Department of Sociomedical Sciences, Mailman School of Public Health, Columbia University, New York, New York 10032, USA.
J Pain Symptom Manage. 2012 Jul;44(1):52-63. doi: 10.1016/j.jpainsymman.2011.07.013. Epub 2012 May 30.
Fatigue is a prevalent, debilitating, and often disruptive symptom for cancer patients. Yet, it remains inadequately understood and managed, especially among late middle-aged and older patients with advanced disease. Few studies have explored fatigue qualitatively, and almost none have focused on patients' attributions for this subjective and multidimensional symptom.

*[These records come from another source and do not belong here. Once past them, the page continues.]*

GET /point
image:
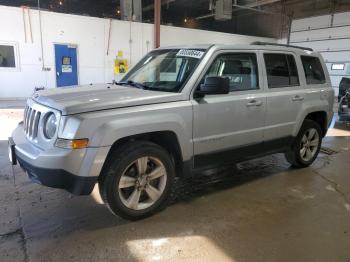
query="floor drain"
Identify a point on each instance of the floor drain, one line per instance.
(328, 151)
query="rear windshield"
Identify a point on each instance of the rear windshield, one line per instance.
(313, 70)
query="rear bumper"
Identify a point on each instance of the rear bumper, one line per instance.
(59, 178)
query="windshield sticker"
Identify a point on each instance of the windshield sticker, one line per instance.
(190, 53)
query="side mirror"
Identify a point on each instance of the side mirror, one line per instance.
(214, 85)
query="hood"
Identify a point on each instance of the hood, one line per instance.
(74, 100)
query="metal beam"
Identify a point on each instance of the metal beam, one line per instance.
(151, 6)
(261, 3)
(157, 10)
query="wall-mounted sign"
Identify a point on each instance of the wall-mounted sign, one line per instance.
(67, 69)
(120, 66)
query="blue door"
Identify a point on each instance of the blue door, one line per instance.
(66, 65)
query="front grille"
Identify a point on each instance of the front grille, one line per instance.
(31, 122)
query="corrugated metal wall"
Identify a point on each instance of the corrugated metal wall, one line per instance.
(329, 35)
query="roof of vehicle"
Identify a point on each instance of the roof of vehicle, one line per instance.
(253, 46)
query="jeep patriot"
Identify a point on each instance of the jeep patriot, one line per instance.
(177, 111)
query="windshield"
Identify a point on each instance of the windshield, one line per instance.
(164, 70)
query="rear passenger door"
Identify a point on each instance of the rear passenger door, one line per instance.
(284, 97)
(230, 126)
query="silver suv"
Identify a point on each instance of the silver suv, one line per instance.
(179, 110)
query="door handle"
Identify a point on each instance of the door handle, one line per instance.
(254, 103)
(298, 98)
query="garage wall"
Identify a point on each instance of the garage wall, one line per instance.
(330, 35)
(91, 36)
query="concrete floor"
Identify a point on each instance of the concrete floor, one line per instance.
(259, 211)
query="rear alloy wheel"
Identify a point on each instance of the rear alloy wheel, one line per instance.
(306, 145)
(138, 180)
(309, 144)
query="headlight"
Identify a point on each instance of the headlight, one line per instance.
(50, 126)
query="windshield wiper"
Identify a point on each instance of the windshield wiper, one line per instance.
(134, 84)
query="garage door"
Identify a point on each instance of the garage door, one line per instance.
(329, 35)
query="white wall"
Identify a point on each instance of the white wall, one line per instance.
(91, 36)
(328, 35)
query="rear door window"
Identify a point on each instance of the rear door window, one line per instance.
(240, 68)
(313, 70)
(281, 70)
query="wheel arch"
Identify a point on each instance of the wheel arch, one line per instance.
(166, 139)
(320, 117)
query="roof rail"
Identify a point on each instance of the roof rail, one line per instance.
(274, 44)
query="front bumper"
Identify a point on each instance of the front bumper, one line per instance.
(55, 168)
(59, 178)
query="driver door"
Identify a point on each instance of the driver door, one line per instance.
(230, 126)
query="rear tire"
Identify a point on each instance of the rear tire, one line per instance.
(306, 145)
(137, 180)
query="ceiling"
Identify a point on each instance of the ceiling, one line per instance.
(269, 18)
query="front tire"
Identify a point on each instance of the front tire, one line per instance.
(138, 180)
(306, 145)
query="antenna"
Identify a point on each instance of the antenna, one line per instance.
(282, 45)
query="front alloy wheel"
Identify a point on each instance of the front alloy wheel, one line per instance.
(137, 180)
(306, 145)
(142, 183)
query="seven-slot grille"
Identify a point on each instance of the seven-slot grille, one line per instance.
(31, 122)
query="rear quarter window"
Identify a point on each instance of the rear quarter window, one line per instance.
(313, 70)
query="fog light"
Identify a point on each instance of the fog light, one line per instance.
(72, 143)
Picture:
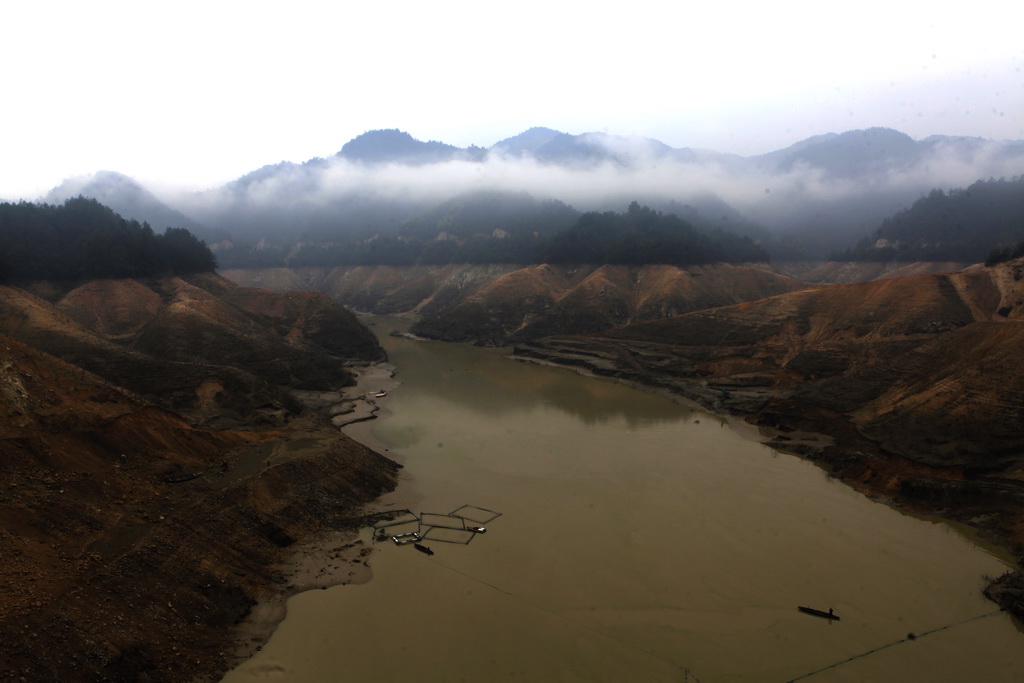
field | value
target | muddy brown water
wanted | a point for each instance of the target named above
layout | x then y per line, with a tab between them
639	541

Our objectives were to 1) examine the attributions patients aged 55 years or older with advanced cancer made for their fatigue and how they arrived at these attributions and 2) understand how patients' attributions affect how they contend with fatigue, including communication with health care providers.
We conducted qualitative in-depth interviews with 35 patients aged 55 years or older on their experiences with fatigue. Patients had a variety of cancers and were at stages IV or late III of the disease. Interviews were thematically coded and analyzed.
Two main themes emerged: 1) Cancer-related treatment was the master and often the sole attribution patients made for their fatigue. Patients making this attribution expressed certainty about its accuracy and seemed less distressed about the symptom. 2) Multiple causes of fatigue, typically a combination of cancer, treatment, and nonthreatening causes (e.g., older age, overexertion, or anemia), also were offered by some. Patients seemed to resist identifying disease severity as a cause and appeared motivated to normalize and minimize the symptom, thus decreasing its threatening impact.
Patients' causal attributions for fatigue had a profound effect on their physical and psychological well-being, their communication with providers, and their integration of the symptom into their lives.
疲劳是癌症患者普遍存在的、使人虚弱的,且常常具有破坏性的症状。然而,它仍然没有得到充分的理解和管理,尤其是在患有晚期疾病的中老年患者中。很少有研究从定性角度探讨疲劳,几乎没有研究关注患者对这种主观的、多维症状的归因。
我们的目的是 1)考察年龄在 55 岁及以上的晚期癌症患者对其疲劳的归因,以及他们是如何得出这些归因的,2)了解患者的归因如何影响他们应对疲劳的方式,包括与医疗保健提供者的沟通。
我们对 35 名年龄在 55 岁及以上的患者进行了深入的定性访谈,了解他们的疲劳经历。患者患有各种癌症,处于疾病的第四阶段或晚期第三阶段。访谈采用主题编码和分析。
出现了两个主要主题:1)癌症相关治疗是患者对疲劳的主要归因,也是他们的唯一归因。做出这种归因的患者对其准确性表示肯定,对症状的困扰程度较低。2)一些患者还提出了疲劳的多种原因,通常是癌症、治疗和非威胁性原因(如年龄较大、过度劳累或贫血)的组合。患者似乎不愿意将疾病的严重程度确定为病因,似乎有动力将症状正常化和最小化,从而降低其威胁性影响。
患者对疲劳的因果归因对他们的身心健康、与提供者的沟通以及他们将症状融入生活的方式都有深远的影响。